New Zealand Institute for Bioeconomy Science

Agency overview
- Formed: July 1, 2025
- Preceding agencies: AgResearch; Landcare Research; Plant & Food Research; Scion;
- Website: https://www.bioeconomyscience.co.nz/

= New Zealand Institute for Bioeconomy Science =

New Zealand research organisation

The formation of the New Zealand Institute for Bioeconomy Science, trading as the Bioeconomy Science Institute (BSI), was announced as part of the New Zealand science sector reforms. The BSI came into being as a Crown Research Institute (CRI) on 1 July 2025, and is made up of the disestablished CRIs Manaaki Whenua Landcare Research, AgResearch, Plant & Food Research and Scion. The new organization will later become a Public Research Organisation once legislation to enact the change has passed through the New Zealand parliament. The focus of NZIBS will be "advancing innovation in agriculture, aquaculture, forestry, biotechnology and manufacturing; protecting ecosystems from biosecurity threats and climate risks; and developing new bio-based technologies and products".

== Board ==
In May 2025, Minister Shane Reti announced the chair of the new board would be Barry Harris, previously of NIWA. Kim Wallace of AgResearch will be deputy chair, with board members of Candace Kinser, Andrew Morrison, and Gray Baldwin.

==History==
On 2 July 2025, the Bioeconomy Science Institute's new CEO Mark Piper confirmed that the organisation's headquarters would be based at AgResearch's Tuhiraki building at Lincoln University's campus in Lincoln near Christchurch. Piper said that the organisation would retain a distributed leadership since it has many sites and facilities across New Zealand. The new headquarters would also be near Manaaki Whenua and Plant & Food Research's facilities in Lincoln. In addition, the Scion would relocate from its Christchurch facility to the Tuhiraki building.

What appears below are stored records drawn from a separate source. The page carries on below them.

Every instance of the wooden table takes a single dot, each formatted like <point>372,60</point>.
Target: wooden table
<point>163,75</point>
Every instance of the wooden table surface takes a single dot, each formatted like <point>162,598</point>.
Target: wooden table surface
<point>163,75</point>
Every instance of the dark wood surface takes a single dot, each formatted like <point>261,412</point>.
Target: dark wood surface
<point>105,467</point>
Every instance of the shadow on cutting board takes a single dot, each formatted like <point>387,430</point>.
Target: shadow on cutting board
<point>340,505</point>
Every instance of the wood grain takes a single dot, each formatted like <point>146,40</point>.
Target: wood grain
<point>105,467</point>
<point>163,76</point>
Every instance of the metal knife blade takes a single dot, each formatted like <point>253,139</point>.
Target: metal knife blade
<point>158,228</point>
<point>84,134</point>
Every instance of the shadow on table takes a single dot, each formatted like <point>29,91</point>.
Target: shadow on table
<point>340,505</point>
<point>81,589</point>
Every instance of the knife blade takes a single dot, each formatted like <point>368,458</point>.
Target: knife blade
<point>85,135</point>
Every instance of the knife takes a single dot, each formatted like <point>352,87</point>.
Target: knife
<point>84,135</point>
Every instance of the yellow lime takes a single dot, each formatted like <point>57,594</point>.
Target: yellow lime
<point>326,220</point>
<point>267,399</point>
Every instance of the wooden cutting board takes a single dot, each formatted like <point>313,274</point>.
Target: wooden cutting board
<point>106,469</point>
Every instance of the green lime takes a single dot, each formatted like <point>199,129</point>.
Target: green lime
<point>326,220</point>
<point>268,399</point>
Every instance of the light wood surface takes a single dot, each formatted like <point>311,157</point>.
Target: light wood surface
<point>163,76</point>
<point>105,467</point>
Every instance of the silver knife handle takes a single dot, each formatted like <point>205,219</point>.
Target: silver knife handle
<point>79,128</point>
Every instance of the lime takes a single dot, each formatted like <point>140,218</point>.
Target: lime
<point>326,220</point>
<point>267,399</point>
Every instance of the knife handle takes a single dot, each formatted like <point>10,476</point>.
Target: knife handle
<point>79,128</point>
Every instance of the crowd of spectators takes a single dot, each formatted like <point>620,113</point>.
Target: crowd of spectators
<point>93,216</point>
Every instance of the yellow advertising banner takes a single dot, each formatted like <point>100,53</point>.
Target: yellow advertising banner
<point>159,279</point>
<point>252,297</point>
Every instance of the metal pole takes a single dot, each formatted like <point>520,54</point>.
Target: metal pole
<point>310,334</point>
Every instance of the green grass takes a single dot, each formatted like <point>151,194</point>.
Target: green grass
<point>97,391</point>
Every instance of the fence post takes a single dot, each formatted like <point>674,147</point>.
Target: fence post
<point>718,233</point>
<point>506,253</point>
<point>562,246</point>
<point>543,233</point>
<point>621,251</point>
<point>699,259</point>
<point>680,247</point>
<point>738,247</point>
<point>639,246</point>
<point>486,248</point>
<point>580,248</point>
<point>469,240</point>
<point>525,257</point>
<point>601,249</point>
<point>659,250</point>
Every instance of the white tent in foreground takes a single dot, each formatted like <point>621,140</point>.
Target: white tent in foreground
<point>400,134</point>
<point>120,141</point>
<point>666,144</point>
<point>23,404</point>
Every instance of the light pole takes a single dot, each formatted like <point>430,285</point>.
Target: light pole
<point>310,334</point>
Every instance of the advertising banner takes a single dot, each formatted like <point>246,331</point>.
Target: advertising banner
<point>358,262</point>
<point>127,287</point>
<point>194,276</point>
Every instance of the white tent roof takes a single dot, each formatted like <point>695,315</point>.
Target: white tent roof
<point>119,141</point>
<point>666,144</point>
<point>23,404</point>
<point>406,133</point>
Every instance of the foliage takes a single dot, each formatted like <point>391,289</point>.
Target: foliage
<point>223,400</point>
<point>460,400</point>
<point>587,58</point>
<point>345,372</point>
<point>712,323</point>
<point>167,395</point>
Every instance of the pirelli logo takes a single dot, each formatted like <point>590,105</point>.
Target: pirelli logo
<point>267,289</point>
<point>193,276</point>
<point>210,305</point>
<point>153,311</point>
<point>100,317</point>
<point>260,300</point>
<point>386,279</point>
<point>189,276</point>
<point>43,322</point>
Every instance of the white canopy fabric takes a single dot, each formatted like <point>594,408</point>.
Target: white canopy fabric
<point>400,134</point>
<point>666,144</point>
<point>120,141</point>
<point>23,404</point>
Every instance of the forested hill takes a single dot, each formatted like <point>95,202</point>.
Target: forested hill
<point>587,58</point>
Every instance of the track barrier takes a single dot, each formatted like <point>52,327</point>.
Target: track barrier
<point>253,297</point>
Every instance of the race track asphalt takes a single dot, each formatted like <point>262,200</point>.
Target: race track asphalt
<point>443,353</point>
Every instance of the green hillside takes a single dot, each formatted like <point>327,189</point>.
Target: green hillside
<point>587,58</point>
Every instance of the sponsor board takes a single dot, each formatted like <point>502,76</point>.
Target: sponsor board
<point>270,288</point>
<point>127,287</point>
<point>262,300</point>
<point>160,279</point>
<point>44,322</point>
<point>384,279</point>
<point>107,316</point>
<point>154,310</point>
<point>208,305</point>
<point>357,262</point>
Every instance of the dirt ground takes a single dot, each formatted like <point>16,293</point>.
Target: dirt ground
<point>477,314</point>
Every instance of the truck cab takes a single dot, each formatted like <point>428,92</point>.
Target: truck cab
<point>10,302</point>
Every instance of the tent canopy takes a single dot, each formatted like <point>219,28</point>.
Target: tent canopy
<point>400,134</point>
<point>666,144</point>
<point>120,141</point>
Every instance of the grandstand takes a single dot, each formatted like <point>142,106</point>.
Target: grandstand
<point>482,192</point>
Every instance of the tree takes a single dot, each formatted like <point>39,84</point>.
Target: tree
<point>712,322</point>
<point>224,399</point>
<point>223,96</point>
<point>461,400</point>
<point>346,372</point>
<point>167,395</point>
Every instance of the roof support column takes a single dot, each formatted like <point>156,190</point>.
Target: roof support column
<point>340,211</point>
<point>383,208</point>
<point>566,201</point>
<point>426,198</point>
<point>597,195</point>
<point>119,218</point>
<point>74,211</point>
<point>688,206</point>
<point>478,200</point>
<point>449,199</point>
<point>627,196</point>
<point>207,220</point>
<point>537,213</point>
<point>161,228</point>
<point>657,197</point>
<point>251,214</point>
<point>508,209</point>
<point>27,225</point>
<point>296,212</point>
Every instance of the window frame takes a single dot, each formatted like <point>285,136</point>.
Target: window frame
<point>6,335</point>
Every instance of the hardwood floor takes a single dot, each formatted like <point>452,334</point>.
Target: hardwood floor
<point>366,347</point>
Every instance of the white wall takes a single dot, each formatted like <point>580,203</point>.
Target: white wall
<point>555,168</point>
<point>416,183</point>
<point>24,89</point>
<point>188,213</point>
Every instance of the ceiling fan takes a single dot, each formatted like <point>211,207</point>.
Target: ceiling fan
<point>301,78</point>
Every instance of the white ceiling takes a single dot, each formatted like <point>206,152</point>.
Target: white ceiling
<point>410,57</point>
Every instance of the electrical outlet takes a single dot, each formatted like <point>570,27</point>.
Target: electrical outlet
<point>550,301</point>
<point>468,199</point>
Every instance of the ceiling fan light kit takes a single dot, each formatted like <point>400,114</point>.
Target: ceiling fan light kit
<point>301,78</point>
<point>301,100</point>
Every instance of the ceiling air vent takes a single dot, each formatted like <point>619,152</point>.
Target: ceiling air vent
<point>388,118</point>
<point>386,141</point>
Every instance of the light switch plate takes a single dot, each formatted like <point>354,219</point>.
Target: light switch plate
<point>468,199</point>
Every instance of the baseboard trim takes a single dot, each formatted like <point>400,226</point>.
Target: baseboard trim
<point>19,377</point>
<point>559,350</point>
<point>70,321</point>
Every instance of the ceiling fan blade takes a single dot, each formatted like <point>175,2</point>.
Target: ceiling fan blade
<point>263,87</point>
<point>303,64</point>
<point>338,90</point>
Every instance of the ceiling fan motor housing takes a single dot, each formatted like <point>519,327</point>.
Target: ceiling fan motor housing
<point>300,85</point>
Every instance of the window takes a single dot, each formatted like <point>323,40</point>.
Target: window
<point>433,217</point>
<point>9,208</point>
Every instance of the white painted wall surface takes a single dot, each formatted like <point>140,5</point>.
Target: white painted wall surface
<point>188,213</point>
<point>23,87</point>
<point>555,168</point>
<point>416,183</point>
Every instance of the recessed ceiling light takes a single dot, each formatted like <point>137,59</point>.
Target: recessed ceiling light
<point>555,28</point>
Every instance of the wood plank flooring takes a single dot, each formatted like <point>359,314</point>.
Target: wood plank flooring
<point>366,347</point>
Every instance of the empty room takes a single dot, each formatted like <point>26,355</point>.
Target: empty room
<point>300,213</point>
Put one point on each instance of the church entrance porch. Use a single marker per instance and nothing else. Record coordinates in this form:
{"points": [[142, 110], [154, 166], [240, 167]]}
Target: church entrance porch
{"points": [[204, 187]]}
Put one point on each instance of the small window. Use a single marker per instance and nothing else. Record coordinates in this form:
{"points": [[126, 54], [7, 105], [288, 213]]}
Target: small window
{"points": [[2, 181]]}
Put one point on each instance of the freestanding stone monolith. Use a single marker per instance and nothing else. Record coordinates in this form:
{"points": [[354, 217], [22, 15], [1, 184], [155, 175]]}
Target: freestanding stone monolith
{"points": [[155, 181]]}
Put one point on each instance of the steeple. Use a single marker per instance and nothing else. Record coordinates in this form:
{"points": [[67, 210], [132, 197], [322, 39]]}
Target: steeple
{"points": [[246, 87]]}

On 27 February 2026, the Bioeconomy Science Institute confirmed that it would cut 134 jobs including 86 science roles and 48 financial and administrative roles. Public Service Association national secretary Fleur Fitzsimons expressed concerns that the loss of science jobs at the Institute could lead to a brain drain that would hurt the government's goals of boosting economic growth.